Es gibt Firmen, die mit Siegeln Greenwashing betreiben oder versuchen, Verbraucher:innen in die Irre zu führen. Da werden Siegel oder Zertifizierungen als besondere Auszeichnung hervorgehoben, die gesetzlich vorgeschrieben sind. Ein Beispiel dafür ist die CE-Kennzeichnung, damit das Produkt in der EU überhaupt auf den Markt gebracht werden darf.

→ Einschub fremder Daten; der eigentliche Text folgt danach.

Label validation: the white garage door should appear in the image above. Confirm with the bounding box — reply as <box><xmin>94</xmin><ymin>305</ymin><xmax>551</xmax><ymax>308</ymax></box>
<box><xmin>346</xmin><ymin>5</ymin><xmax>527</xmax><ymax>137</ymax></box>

Ebenso gibt es bestimmte RAL-Gütezeichen, die zwingend erforderlich sind, z.B. für Wärmedämmung aus Künstlichen Mineralfasern (KMF).

Ein seriöses Siegel hat eine individuelle Prüfnummer (mit Datum), die eindeutig einem Produkt zugeordnet werden kann.

Um die fehlende Transparenz etwas aufzuheben, gibt es zwei Vergleichs- und Bewertungsplattformen für Siegel:

Beide Plattformen vernachlässigen bei der Bewertung von Siegeln allerdings wohngesundheitliche Kriterien.

Ökotest und Stiftung Warentest überprüfen auch regelmäßig verschiedene Bauprodukte zu verschiedenen Kriterien. Ökotest berücksichtigt dabei besonders die enthaltenen Schadstoffe.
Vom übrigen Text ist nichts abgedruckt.